5 reasons to visit the Bavarian Alps in spring

5 reasons to visit the Bavarian Alps in spring

Everyone knows Bavaria as a winter wonderland, replete with some of Europe’s best ski runs, stunning snow-capped mountain vistas and of course fine ales, but there’s much more to this splendiferous region than can fit into one season alone.

As the blooms burst from the ground in a riot of colour, feeding off the rich spring thaw, here’s 5 reasons to visit the Bavarian Alps in spring.

#1 Breathe the fresh air on a majestic mountain hike

As the valleys fill with oh-so green grass and wildflowers, many of Bavaria’s peaks remain dusted in snow; those who choose to hike Bavaria in spring are treated to stunning views and clear mountain air.

As spring thaw is ongoing, it’s worth choosing hiking trails where you can stride alongside gushing rivers, such as Höhentalklamm (Hell Valley Gorge). Following the route carved by the river over millennia, hikers pass through tunnels and catwalks while looking upon the Zugspitze, Germany’s highest peak.

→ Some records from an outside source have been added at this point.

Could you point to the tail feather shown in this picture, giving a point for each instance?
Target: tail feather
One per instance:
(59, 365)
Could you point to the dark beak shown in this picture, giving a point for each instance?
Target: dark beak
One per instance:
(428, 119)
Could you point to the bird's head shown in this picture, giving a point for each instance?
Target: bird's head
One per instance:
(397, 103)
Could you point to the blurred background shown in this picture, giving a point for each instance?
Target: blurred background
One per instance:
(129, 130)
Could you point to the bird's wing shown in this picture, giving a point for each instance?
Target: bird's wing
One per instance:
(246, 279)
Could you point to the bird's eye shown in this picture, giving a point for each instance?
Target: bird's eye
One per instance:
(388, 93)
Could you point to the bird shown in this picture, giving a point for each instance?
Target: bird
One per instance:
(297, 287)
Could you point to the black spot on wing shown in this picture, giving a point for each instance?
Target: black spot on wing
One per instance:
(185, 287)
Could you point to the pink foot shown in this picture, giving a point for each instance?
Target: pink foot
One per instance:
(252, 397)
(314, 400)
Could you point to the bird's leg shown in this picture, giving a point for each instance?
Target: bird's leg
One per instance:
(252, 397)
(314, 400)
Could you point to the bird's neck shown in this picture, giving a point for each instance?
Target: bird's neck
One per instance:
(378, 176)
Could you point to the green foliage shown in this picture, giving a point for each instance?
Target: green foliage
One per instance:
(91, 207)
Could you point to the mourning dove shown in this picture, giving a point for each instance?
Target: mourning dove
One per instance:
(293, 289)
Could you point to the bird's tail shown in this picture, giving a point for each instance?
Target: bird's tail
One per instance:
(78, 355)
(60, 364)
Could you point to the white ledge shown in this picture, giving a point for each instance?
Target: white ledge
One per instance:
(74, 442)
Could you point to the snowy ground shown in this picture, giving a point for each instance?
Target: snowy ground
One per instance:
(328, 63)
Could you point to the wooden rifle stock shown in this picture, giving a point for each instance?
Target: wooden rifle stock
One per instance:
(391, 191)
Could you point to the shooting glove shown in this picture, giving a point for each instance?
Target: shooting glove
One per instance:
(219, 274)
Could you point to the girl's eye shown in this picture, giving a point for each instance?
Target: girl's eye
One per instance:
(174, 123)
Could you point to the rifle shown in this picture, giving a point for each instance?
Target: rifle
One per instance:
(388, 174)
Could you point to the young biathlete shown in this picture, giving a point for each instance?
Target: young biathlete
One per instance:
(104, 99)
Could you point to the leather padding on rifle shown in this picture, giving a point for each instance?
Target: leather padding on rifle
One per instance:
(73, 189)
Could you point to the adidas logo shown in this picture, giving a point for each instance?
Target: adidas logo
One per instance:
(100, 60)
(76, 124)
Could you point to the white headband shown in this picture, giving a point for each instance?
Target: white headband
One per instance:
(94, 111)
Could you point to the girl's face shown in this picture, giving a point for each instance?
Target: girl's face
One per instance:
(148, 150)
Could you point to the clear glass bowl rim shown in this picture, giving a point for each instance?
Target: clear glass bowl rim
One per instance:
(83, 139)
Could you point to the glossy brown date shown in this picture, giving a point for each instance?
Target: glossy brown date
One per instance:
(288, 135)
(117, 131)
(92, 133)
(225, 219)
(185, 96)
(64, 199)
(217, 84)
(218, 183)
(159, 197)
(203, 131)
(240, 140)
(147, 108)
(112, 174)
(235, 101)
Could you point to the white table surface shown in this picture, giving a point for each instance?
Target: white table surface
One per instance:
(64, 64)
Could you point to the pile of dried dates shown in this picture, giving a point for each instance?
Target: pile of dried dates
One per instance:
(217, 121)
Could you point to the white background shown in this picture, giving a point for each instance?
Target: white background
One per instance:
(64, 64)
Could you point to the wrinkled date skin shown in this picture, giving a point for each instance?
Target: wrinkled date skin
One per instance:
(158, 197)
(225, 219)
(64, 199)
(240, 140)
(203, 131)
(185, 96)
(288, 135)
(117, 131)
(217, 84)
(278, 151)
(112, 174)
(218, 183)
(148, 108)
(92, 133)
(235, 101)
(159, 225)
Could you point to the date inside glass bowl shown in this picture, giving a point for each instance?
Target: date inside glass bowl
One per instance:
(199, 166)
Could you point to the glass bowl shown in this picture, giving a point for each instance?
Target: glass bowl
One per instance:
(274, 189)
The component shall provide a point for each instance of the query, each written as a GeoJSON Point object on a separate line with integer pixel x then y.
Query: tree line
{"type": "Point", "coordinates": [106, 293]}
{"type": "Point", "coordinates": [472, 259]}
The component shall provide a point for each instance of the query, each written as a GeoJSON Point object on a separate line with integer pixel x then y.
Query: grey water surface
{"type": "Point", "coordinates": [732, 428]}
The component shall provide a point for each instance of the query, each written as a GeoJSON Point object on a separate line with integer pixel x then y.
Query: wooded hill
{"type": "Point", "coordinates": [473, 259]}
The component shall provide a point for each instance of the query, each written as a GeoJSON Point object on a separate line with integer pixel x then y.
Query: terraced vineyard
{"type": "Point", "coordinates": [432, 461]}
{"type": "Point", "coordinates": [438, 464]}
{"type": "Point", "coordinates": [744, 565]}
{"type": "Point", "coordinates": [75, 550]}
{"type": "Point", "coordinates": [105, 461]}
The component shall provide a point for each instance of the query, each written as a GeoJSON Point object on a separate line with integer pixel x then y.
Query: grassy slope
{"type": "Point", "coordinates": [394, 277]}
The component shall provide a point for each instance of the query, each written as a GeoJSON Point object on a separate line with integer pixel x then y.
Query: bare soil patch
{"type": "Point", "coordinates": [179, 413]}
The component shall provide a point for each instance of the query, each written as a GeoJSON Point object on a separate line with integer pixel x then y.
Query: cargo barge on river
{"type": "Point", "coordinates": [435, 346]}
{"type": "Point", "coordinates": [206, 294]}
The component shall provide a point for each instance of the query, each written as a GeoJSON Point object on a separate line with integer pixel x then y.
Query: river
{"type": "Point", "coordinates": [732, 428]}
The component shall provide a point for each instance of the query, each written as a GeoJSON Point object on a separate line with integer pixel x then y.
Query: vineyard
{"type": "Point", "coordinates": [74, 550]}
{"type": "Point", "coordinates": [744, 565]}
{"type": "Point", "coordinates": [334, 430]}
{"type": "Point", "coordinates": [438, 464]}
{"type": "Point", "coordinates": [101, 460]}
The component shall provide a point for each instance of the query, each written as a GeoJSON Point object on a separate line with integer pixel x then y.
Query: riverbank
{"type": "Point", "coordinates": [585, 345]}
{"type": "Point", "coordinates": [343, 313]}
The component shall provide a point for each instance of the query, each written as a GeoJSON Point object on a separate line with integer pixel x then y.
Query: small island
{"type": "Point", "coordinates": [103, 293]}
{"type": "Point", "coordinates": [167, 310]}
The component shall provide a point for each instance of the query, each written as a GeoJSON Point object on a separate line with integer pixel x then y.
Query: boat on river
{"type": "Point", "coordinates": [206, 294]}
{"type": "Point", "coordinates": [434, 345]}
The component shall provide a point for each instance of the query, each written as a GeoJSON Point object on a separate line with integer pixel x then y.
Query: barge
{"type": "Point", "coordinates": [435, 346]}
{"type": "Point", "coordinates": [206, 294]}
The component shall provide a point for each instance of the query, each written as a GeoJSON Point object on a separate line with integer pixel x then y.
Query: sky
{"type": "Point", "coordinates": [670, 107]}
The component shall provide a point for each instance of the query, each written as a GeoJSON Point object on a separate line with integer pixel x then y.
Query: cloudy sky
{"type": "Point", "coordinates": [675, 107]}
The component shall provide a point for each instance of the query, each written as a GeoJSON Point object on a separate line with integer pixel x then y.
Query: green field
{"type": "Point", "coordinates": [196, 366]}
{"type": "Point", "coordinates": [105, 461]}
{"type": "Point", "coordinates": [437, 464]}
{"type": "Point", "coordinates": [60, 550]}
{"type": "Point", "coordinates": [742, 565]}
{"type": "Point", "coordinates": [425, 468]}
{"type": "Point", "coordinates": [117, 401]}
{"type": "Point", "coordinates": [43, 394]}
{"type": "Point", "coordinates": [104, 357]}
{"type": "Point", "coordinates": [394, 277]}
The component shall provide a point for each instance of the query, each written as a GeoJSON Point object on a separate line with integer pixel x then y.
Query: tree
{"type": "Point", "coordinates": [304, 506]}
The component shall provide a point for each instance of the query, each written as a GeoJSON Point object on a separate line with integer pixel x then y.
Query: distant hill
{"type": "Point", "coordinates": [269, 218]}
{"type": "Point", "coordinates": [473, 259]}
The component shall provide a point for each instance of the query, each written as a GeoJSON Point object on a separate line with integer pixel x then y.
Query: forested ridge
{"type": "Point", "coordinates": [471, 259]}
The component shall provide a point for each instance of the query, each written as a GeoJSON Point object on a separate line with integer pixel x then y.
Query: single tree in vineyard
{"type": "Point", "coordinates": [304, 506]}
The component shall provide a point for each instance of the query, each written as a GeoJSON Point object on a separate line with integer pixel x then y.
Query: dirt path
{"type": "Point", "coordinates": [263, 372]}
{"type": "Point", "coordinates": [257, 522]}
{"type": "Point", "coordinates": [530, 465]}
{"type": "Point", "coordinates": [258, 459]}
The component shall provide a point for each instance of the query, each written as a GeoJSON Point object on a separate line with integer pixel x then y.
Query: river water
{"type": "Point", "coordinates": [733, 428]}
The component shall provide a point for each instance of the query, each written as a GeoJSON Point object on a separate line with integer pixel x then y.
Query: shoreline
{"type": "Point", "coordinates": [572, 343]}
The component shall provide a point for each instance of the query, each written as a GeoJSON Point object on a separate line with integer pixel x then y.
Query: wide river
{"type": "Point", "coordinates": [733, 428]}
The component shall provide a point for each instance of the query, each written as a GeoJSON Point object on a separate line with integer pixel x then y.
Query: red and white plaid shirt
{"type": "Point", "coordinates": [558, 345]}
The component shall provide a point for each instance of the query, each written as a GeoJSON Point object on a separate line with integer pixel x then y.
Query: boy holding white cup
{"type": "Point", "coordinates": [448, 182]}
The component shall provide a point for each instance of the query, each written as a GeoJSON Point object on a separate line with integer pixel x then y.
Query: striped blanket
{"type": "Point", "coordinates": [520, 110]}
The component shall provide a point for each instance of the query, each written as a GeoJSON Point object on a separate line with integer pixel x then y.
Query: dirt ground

#2 Wonder at Nuremberg’s Blue Night festival

Nuremberg’s Blue Night, occurring in May, draws thousands of visitors from around the world each year. By night, the city is bathed in a blue glow as churches, museums and public buildings become the canvas for original and spectacular light art.

Dubbed Nuremberg’s ‘long night of art’ the festival also includes some 250 artistic and cultural side events, making for one huge outpouring of artistic fun for the whole family.

#3 Listen in on Munich’s ‘Long Night of Music’

Munich’s Long Night of Music is a must for lovers of sound and sweet tunes. The streets thrum to musical styles from around the world. From jazz to rock, polka to calypso, and folk to sitar – the globe’s musicians fill Munich to bursting.

#4 Where three rivers meet – Passau

Passau can lay claim to a prestigious location, a point where the Danube, the Inn and the Ilz rivers meet. As a byproduct, this beautiful town close to the Austrian border features a stunning mix of different architectural styles – from gothic to neo-classical – while the town’s St Stephens Cathedral features the largest organ of any Catholic church in the world.

#5 Bavaria on two wheels a grand tour

Bavaria really is a cyclists’ paradise. From quaint country lanes beside still mountain lakes, to heart-stopping mountain bike trails, visitors can expect to find a ride to suit their experience level and interests. Many visitors to Bavaria will often split up their grand tour into a series of smaller rides with particular themes. Love food? Choose a day ride through Munich or Passau and surrounds to sample the best in Bavarian food and wine. Need an adrenalin fix? Fly down the trails of the Berchtesgaden region – home to some of Europe’s most challenging routes.